Las niñas

Las niñas (deutscher Titel Mädchen, englischer Festivaltitel Schoolgirls) ist ein Spielfilm für Kinder ab 11 Jahre unter der Regie von Pilar Palomero, von der auch das Drehbuch stammt. Der Debütfilm feierte am 23. Februar 2020 auf der Berlinale Weltpremiere in der Sektion Generation Kplus.

Die Regisseurin Pilar Palomero, Februar 2020.

Inhalt

Der Film spielt 1992 im Spanien der Olympischen Sommerspiele 1992 in Barcelona und der Expo 92 in Sevilla.[1]

Die 11-jährige Celia lebt mit ihrer Mutter in Saragossa und geht auf eine von katholischen Nonnen geleitete Mädchenschule.
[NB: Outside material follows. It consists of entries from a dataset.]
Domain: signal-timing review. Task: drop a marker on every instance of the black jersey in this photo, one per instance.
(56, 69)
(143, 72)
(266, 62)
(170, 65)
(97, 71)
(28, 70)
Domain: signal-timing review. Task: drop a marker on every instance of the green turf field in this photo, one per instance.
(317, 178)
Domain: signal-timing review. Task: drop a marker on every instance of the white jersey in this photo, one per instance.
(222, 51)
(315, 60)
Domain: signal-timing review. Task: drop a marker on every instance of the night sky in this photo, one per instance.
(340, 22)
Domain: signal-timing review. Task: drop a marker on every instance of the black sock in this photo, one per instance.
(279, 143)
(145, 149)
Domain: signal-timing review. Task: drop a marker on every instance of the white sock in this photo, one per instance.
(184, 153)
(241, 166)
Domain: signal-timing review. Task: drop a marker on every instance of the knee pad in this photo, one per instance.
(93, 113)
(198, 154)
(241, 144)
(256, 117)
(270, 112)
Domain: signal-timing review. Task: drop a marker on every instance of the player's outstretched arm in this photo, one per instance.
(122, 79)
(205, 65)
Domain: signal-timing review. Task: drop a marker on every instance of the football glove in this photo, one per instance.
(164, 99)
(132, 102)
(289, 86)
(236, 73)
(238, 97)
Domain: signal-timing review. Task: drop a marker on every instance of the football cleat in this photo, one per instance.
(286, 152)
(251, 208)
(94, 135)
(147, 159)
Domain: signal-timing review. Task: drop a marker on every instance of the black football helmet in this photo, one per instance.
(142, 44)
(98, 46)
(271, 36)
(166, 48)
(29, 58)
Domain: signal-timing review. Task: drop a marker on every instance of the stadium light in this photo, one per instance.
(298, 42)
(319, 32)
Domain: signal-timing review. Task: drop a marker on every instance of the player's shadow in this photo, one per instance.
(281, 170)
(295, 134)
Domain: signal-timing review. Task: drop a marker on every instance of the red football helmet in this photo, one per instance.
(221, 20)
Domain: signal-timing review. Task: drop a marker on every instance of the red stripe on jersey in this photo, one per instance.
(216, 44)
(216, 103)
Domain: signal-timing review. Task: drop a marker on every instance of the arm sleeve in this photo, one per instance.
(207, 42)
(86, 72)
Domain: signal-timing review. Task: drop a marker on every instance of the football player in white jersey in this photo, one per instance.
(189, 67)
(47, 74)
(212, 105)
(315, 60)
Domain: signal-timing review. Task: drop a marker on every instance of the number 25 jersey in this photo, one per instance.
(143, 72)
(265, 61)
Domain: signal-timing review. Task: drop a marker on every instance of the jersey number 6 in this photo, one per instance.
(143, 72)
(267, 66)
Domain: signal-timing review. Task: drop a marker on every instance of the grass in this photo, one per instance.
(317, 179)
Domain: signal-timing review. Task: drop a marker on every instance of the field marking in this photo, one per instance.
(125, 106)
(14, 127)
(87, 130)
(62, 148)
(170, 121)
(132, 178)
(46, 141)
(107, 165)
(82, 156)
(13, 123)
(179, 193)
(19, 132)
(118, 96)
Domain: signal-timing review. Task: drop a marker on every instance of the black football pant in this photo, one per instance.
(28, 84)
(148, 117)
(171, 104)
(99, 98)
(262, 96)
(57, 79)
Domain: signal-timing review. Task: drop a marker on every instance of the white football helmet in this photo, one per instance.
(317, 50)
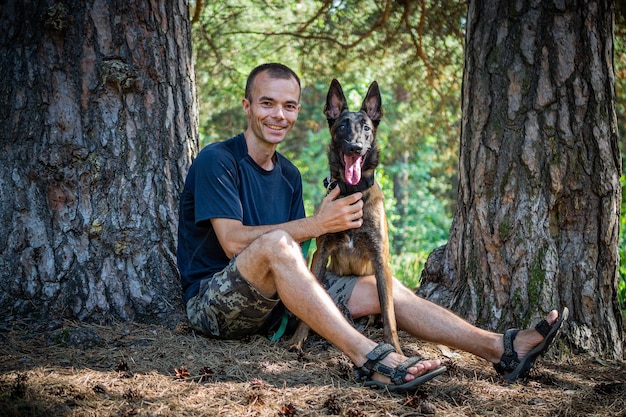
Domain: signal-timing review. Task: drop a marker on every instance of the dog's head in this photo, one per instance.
(353, 153)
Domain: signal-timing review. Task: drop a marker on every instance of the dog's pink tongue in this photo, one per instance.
(353, 169)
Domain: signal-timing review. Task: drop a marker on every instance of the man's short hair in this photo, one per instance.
(275, 70)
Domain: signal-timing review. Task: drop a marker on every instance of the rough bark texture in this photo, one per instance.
(539, 195)
(98, 125)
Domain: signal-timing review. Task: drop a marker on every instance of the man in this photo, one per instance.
(241, 224)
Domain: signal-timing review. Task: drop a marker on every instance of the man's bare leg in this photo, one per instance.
(432, 323)
(274, 265)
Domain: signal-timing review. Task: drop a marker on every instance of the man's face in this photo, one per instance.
(273, 109)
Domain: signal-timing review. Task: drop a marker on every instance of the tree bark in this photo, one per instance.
(98, 111)
(539, 195)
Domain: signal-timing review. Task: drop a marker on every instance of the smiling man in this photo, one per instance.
(241, 223)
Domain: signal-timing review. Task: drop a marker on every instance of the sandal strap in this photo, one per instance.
(509, 360)
(373, 365)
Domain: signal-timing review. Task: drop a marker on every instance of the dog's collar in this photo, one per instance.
(346, 189)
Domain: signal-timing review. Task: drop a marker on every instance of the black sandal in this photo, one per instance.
(510, 366)
(373, 365)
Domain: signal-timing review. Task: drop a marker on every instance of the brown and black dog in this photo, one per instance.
(353, 156)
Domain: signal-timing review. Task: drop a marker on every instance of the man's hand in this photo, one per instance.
(336, 215)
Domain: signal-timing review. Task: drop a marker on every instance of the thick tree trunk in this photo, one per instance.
(98, 125)
(539, 195)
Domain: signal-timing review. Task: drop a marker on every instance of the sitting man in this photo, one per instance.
(242, 222)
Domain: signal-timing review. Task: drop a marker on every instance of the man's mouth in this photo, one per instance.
(352, 165)
(274, 127)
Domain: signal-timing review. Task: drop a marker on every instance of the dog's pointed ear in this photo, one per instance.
(335, 102)
(372, 104)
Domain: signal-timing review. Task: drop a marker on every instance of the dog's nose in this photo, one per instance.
(352, 148)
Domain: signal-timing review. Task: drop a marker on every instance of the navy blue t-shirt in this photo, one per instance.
(225, 182)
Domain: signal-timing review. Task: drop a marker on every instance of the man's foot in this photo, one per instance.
(521, 348)
(529, 338)
(386, 369)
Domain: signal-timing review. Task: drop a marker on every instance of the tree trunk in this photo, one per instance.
(98, 111)
(539, 195)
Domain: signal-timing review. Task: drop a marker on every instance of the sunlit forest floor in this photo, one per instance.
(72, 369)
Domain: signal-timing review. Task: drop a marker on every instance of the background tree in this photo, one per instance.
(539, 198)
(98, 112)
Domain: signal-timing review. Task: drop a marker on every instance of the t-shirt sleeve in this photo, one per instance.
(216, 187)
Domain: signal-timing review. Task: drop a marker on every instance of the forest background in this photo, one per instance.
(418, 63)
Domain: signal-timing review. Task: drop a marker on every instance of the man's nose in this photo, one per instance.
(279, 112)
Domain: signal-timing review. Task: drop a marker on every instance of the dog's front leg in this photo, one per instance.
(384, 284)
(318, 267)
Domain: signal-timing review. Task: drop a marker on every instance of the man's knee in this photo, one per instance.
(278, 243)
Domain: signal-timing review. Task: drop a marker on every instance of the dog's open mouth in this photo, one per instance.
(352, 165)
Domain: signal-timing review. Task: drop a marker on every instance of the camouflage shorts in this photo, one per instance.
(229, 307)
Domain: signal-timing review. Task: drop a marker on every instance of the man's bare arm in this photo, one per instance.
(334, 215)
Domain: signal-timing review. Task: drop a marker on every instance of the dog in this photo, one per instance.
(353, 156)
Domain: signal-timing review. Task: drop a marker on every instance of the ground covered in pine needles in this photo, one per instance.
(128, 369)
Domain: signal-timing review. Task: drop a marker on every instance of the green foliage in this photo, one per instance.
(415, 54)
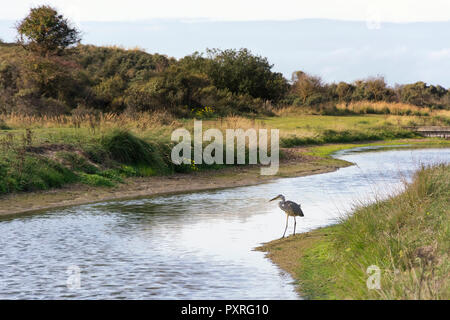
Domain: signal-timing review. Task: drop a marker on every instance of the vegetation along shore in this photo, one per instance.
(406, 236)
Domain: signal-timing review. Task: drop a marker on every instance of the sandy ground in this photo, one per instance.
(295, 164)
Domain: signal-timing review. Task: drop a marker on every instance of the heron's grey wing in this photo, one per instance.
(294, 208)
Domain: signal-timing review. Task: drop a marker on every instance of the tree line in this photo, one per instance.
(48, 71)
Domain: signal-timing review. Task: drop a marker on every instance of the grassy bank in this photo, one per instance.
(102, 150)
(407, 236)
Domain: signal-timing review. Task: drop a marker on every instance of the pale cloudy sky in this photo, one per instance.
(241, 10)
(403, 40)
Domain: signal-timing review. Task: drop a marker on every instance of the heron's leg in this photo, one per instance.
(295, 223)
(287, 220)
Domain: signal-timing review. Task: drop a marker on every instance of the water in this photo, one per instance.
(187, 246)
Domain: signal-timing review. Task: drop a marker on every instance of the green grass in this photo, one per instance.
(115, 154)
(407, 236)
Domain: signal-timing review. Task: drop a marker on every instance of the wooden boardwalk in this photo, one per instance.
(432, 131)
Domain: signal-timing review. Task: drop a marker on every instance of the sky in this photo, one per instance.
(403, 40)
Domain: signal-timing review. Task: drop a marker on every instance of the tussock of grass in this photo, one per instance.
(345, 136)
(407, 236)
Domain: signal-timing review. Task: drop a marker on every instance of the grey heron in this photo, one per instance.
(290, 208)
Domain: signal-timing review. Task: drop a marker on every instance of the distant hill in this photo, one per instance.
(334, 50)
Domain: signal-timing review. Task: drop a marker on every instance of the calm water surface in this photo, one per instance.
(189, 246)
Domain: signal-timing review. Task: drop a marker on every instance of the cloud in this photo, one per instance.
(442, 54)
(372, 11)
Sie wird zunächst als folgsame Schülerin und Tochter gezeichnet:[2] Als die Musiklehrerin sie bei einer Chorprobe nur die Lippen bewegen lässt, weil sie angeblich nicht singen könne, hält sie sich an die Anweisung. Den Nachmittag verbringt sie zu Hause mit Schularbeiten und der Vorbereitung des Abendessens. Die 12-jährige Brisa aus Barcelona, die neu in Celias Klasse kommt, hat sich von der Kindheit schon viel stärker entfernt als Celia, was sich bereits an ihrer Kleidung und ihrer Vorliebe für angesagte Musikgruppen ablesen lässt. Die beiden Mädchen freunden sich an und schnell wird klar, dass Brisa die Autorität der Nonnen und der Religion generell in Frage stellt.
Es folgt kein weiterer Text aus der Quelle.